In a model of AOM/DSS-triggered chronic colitis, loss of Phd1 (but not Phd2 or Phd3) mitigated colonic inflammation, resulting in reduced disease activity. This extends recently published data from our group and others on the protective effect of Phd1 deficiency in chronic colitis (15, 16). Strikingly, Phd1–/– mice treated with AOM/DSS also displayed significantly reduced tumor formation. This phenotype was not caused by alterations in apoptosis, proliferation, or immune cell infiltration in tumors, suggesting that Phd1 deficiency affects tumor initiation or early tumor propagation rather than progression of established tumors. Importantly, when animals were treated with AOM alone, there was no effect on intestinal tumor burden, indicating DSS-induced intestinal inflammation is required to induce the phenotypical differences observed between Phd1–/– and control mice. Mechanistically, in DSS-induced colitis, Phd1 deficiency (i) diminishes apoptosis of enterocytes upon DSS treatment and, thus, increases the intestinal epithelial barrier function (EBF) (15) and (ii) skews macrophage polarization toward an M2 antiinflammatory phenotype (16). Here, we hypothesize that in our AOM/DSS-induced model of CAC, Phd1 deficiency stabilizes the intestinal EBF and, thus, impairs the establishment of a proinflammatory mucosal milieu, which is required to promote tumorigenesis in this model (42). Consistently, mucosal concentrations of proinflammatory cytokines, such as IL-1β, IL-6, and TNF-α, have been shown to be significantly reduced in Phd1–/– animals upon DSS treatment (15). This highlights the profound antiinflammatory effects of Phd1 deficiency in colorectal mucosa, which most likely leads to diminished tumor growth observed in these mice.

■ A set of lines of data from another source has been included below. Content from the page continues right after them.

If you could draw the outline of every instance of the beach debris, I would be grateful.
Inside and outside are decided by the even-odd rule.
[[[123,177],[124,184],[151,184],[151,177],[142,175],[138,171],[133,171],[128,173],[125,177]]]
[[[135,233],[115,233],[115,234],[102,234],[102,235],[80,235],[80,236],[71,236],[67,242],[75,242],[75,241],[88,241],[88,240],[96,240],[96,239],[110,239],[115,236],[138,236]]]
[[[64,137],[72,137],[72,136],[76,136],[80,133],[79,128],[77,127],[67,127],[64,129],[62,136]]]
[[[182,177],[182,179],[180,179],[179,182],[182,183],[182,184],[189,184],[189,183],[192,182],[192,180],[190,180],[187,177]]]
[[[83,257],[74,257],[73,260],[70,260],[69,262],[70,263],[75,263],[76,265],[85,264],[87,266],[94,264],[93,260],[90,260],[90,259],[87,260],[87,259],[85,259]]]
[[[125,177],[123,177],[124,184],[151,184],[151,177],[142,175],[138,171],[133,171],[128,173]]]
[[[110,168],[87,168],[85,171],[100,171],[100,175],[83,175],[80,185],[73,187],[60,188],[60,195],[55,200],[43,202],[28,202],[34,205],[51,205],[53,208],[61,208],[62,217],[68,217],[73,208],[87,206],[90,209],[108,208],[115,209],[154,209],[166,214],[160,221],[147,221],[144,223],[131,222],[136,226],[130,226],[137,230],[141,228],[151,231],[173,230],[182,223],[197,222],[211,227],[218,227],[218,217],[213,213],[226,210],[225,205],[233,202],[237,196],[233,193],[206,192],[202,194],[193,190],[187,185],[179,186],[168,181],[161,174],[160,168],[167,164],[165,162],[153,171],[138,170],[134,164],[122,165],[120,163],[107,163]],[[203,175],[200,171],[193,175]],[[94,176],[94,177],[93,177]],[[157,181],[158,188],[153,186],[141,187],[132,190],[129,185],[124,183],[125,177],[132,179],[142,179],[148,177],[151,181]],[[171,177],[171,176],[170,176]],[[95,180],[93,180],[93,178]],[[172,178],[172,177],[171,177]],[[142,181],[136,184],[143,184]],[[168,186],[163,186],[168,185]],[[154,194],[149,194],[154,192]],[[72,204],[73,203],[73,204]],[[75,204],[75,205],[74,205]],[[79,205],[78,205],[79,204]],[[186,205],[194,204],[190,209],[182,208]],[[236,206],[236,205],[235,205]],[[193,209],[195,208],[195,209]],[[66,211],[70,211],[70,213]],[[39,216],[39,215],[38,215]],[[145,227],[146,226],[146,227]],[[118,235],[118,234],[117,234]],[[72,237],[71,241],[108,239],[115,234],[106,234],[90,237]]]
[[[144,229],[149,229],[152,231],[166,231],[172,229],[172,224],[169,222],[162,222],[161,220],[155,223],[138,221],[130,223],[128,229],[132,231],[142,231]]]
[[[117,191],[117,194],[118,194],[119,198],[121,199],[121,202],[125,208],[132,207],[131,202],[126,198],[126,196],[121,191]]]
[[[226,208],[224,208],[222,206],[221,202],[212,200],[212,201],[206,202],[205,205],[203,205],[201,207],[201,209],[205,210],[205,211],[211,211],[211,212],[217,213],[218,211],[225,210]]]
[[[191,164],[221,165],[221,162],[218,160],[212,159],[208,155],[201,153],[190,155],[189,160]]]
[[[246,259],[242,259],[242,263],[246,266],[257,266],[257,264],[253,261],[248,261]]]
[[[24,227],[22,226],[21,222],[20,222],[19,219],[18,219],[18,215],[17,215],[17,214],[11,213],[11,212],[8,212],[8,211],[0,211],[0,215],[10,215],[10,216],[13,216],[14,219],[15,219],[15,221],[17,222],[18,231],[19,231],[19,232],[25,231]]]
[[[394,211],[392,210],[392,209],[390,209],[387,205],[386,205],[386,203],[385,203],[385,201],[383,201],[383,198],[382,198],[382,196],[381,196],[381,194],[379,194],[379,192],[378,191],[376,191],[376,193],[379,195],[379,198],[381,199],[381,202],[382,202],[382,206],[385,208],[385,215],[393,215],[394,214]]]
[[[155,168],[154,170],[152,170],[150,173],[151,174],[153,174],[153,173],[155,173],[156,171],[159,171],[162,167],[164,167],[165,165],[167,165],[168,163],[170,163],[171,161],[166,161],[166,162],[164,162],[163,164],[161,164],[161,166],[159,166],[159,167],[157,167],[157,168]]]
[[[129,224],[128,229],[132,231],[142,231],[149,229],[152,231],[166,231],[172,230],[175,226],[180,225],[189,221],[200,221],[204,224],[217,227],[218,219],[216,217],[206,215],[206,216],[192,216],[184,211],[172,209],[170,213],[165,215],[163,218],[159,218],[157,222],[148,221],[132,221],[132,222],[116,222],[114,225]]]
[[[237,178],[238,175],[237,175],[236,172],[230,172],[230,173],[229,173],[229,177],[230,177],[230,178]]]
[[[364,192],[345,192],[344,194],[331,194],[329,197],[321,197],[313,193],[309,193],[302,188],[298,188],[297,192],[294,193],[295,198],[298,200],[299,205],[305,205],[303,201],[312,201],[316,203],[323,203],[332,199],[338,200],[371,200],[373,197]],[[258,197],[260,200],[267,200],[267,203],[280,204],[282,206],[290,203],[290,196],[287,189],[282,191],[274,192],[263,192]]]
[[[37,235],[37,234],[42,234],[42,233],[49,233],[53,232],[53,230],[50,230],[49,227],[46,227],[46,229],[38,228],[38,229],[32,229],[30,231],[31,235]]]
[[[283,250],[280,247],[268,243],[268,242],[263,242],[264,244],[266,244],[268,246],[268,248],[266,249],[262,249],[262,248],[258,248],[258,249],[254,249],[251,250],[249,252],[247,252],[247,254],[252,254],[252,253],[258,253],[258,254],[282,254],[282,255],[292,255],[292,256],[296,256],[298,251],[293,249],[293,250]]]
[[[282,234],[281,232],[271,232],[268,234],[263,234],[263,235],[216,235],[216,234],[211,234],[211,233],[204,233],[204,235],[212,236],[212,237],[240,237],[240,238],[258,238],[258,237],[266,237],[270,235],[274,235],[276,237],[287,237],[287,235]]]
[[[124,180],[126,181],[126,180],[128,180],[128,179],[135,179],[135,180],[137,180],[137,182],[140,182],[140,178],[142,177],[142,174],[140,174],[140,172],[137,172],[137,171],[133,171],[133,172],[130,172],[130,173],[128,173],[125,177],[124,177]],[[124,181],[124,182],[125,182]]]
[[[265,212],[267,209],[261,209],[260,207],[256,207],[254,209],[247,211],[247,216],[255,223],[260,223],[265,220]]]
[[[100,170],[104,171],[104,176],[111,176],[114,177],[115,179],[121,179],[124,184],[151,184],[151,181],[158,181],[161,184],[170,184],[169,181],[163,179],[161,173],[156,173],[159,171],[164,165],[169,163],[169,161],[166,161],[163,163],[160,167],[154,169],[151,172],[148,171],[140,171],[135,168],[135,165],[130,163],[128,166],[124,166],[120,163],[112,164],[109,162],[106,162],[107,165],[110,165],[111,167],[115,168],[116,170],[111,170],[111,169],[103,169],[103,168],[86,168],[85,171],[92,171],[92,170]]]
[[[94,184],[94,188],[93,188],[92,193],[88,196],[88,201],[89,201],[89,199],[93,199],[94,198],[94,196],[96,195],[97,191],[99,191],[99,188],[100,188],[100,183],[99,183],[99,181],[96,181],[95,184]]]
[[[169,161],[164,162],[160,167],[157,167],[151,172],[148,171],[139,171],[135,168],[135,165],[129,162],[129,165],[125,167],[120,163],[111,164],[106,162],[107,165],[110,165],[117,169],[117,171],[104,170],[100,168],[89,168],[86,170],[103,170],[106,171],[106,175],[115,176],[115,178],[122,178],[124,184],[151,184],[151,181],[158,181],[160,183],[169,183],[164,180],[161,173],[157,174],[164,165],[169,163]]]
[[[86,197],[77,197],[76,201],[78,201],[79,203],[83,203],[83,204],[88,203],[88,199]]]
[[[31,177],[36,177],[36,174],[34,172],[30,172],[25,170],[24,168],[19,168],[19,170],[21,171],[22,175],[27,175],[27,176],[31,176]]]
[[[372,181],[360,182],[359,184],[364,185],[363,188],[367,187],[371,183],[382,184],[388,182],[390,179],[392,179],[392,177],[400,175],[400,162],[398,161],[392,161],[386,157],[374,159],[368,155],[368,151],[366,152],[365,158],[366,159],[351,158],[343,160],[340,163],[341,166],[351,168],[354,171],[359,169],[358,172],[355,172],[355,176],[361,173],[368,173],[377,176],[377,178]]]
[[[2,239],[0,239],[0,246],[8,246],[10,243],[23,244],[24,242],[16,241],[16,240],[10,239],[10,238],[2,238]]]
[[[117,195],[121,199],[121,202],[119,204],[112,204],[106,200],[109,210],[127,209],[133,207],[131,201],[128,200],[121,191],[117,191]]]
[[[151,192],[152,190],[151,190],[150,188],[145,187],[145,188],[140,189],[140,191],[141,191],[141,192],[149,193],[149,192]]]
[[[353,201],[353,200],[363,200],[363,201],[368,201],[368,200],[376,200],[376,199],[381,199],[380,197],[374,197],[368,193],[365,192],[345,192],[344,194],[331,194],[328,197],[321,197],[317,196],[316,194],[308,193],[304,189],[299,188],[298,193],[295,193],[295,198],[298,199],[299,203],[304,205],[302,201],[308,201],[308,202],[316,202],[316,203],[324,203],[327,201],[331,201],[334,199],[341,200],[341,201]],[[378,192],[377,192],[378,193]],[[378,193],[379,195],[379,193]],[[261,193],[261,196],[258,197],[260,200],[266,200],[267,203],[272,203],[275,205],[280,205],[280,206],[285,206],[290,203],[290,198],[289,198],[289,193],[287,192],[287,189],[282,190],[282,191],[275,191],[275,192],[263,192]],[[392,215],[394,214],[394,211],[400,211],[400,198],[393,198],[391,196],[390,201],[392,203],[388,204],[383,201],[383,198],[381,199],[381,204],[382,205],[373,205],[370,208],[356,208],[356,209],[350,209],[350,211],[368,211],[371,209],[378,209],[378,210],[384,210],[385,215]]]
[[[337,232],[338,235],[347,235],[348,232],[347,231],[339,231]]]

Phd3 deficiency, by contrast, did not have an impact on colitis activity or on the formation of colitis-associated tumors. The latter is in apparent contrast to previously published data, which revealed a tumor-suppressive role of PHD3 in CRC (21, 22). However, these previous studies focused solely on tumor cell–autonomous effects of PHD3 in heterotopic or orthotopic tumor models (21, 22), while in our present study we subjected global Phd3-KO mice to colitis-associated and sporadic colorectal tumor models, thus assessing the biological relevance of PHD3 in both tumor cells and the tumor microenvironment (TME). In that respect, our data suggest that loss of Phd3 in the TME exerts antitumorigenic effects that may compensate for putative protumorigenic effects of Phd3 deficiency in tumor cells. In keeping with this, we have previously demonstrated that Phd3-deficient macrophages display an increased expression of M1 polarization markers (43). Intriguingly, M1-polarized macrophages have been proposed to be critical for tumor growth suppression in the AOM/DSS-induced CAC model (44, 45).
In contrast to Phd1 or Phd3 deficiency, Phd2 haplodeficiency promoted CAC tumor growth in the AOM/DSS model. Similar to the phenotype observed in Phd1-deficient mice, protumorigenic effects of Phd2 haplodeficiency mediated by AOM/DSS treatment were abrogated when animals were treated with AOM alone, indicating that DSS-induced inflammation is a crucial requirement for this tumor-promoting effect. This tumor-promoting role of Phd2 deficiency in inflammation-associated cancer is in line with recent studies in inflammation-associated hepatocarcinogenesis (46).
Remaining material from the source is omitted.